🤖 AI Summary
This work addresses the challenge of efficiently generating semantically coherent 3D voxel environments that support interactive user editing. To this end, the authors construct a large-scale Minecraft world dataset comprising tens of billions of voxel blocks and introduce, for the first time, a block-based 3D diffusion generation paradigm. This approach integrates a voxel-level Transformer architecture with a hybrid data strategy within both discrete and continuous diffusion frameworks.

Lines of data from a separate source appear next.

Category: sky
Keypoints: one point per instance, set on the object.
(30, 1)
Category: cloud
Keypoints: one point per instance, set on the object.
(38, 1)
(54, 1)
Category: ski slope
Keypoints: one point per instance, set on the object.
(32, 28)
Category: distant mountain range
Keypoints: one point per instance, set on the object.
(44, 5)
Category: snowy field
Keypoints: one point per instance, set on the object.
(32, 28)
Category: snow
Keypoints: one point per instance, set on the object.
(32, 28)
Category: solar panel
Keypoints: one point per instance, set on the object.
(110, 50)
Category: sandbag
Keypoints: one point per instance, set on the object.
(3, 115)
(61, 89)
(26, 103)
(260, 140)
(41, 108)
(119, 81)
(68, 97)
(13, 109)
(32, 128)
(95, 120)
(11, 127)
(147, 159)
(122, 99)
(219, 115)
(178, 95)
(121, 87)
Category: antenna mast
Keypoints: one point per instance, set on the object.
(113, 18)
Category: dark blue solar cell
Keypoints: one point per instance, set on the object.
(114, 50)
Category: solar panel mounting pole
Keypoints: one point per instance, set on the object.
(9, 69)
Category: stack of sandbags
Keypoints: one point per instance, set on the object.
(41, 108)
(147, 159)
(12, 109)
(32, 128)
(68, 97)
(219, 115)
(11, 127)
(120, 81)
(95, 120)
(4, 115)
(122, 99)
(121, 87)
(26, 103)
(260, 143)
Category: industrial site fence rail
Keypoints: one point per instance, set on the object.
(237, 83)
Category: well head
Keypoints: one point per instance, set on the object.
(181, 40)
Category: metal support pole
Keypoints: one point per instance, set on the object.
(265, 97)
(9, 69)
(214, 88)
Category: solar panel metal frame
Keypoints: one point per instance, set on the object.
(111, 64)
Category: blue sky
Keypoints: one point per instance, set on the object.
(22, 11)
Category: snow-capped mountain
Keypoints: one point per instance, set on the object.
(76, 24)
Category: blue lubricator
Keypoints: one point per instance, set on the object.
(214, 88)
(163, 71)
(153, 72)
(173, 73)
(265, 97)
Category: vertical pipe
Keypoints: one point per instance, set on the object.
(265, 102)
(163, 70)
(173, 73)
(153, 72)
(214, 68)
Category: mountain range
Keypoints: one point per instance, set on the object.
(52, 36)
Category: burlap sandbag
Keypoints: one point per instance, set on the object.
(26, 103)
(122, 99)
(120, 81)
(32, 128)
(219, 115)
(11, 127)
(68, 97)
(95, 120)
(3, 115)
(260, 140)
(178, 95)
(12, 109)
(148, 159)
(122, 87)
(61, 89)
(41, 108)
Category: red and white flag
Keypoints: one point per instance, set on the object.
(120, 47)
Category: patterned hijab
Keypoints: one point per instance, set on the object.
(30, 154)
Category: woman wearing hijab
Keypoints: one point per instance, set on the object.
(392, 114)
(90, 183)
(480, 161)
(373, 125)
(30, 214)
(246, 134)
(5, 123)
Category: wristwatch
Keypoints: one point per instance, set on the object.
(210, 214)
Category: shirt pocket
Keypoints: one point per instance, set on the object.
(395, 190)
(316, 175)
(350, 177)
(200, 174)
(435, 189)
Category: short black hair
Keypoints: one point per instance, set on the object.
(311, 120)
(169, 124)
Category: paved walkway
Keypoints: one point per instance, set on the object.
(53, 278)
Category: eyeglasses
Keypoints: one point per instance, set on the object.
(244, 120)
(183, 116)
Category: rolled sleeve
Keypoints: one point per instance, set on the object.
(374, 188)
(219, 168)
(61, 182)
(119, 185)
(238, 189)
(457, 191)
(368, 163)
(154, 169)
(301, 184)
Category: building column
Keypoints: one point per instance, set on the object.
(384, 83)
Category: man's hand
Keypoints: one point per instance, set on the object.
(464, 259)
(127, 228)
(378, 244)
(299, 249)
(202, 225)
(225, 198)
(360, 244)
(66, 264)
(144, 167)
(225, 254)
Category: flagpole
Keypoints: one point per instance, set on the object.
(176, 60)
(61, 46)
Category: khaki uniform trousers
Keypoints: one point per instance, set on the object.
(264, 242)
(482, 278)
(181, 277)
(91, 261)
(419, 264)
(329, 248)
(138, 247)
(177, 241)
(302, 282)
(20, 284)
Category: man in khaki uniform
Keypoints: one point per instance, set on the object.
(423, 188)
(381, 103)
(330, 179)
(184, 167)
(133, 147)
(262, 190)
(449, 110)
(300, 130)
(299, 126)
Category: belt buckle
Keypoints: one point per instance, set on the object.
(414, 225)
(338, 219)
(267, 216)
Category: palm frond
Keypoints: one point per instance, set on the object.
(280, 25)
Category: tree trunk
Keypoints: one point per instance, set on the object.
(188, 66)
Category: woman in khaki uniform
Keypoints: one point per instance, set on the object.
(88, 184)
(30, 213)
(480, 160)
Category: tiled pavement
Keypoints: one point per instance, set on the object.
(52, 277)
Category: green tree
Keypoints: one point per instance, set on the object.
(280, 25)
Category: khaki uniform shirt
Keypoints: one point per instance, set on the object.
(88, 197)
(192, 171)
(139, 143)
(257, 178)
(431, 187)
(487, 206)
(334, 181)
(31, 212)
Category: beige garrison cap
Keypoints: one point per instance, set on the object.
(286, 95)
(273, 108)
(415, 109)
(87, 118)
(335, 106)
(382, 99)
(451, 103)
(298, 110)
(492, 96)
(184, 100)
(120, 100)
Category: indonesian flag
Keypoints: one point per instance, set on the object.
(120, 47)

The method enables interactive editing capabilities such as local inpainting and outpainting, and introduces a 3D-aware Fréchet Inception Distance (FID) metric alongside human preference evaluations tailored to semantic scene quality. Experiments demonstrate that the model generates high-quality, semantically consistent environments, significantly outperforming baseline methods in human assessments. The dataset, code, and pretrained models are publicly released.
📝 Abstract
We introduce Dream-Cubed, a large-scale dataset of Minecraft worlds at voxel resolution, and a family of models using cubes as powerful compositional units for efficient generation of interactive 3D environments. Dream-Cubed comprises tens of billions of tokens from a carefully curated mixture of procedural biome terrain and high-quality human-authored maps. We use this dataset to conduct the first large-scale study of 3D diffusion models for voxel generation, analyzing discrete and continuous diffusion formulations, data compositions, and architectural design choices. Our models operate directly in the space of blocks, enabling efficient and semantically grounded generation while supporting interactive user workflows such as inpainting and outpainting from user-authored blocks. To quantitatively evaluate our models, we adapt the FID metric to assess semantic differences between real and generated world renderings, and validate generation quality through a human preference study. We release the full dataset, code, and all our pretrained models, which we hope will provide a foundation for future research in efficient generative modeling for structured, interactive 3D environments.